"Sometimes the things we can't change end up changing us!" In March 2017, the Winters family received news that would change the course of their lives forever. Keenan and Natalya's daughter was a little over a year old when the doctors became concerned that she was falling behind on the growth charts. Born 40 weeks, weighing 5lbs 11oz, she was small and although she spent her first 8 days in the NICU, she was seemingly healthy; therefore Keenan and Natalya were not alarmed. However, Gray's pediatrician urged them to pursue the idea of having her seen by a specialist; they were both apprehensive, but also willing to ensure all was well. They had no idea that their first visit to the specialized clinics at Children's of Alabama (Endocrinology) would situate in their lives as a new normal. Several tests later they received the results - Turner syndrome. Outside of Natalya's college Genetics course, she
knew very little about the Turner syndrome (TS). She began to research and read everything she could find on TS, soon understanding that all of her questions did not lend to an explanation. It is rare and complex. Their families and close friends were also affected by the news, and like Keenan and Natalya, they knew very little about TS. It was important that they explored a true understanding of what they were faced with in an effort to give Gray the best quality of life.
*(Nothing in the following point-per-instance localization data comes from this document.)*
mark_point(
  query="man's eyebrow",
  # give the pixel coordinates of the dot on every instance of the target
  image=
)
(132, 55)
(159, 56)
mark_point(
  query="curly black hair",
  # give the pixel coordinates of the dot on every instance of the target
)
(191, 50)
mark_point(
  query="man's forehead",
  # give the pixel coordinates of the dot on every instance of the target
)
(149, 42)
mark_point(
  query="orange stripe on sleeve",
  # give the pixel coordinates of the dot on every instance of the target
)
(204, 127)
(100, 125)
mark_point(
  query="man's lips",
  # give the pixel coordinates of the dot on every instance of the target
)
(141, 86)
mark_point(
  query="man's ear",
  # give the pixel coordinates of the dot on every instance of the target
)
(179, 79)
Subsequently, their personal experiences became the genesis of Natalya's pursuit as she tried to gain, understand and share knowledge regarding TS. Belles and Butterflies was birth from her personal struggle as well as empathy for countless parents around the world whose children are affected by this rare disorder. A deep desire to understand the intricate details of TS and how to most appropriately care for her daughter manifested into a project of love. Although Gray is small and will have some health challenges, Keenan and Natalya wanted to be intentional about creating a space where she is celebrated.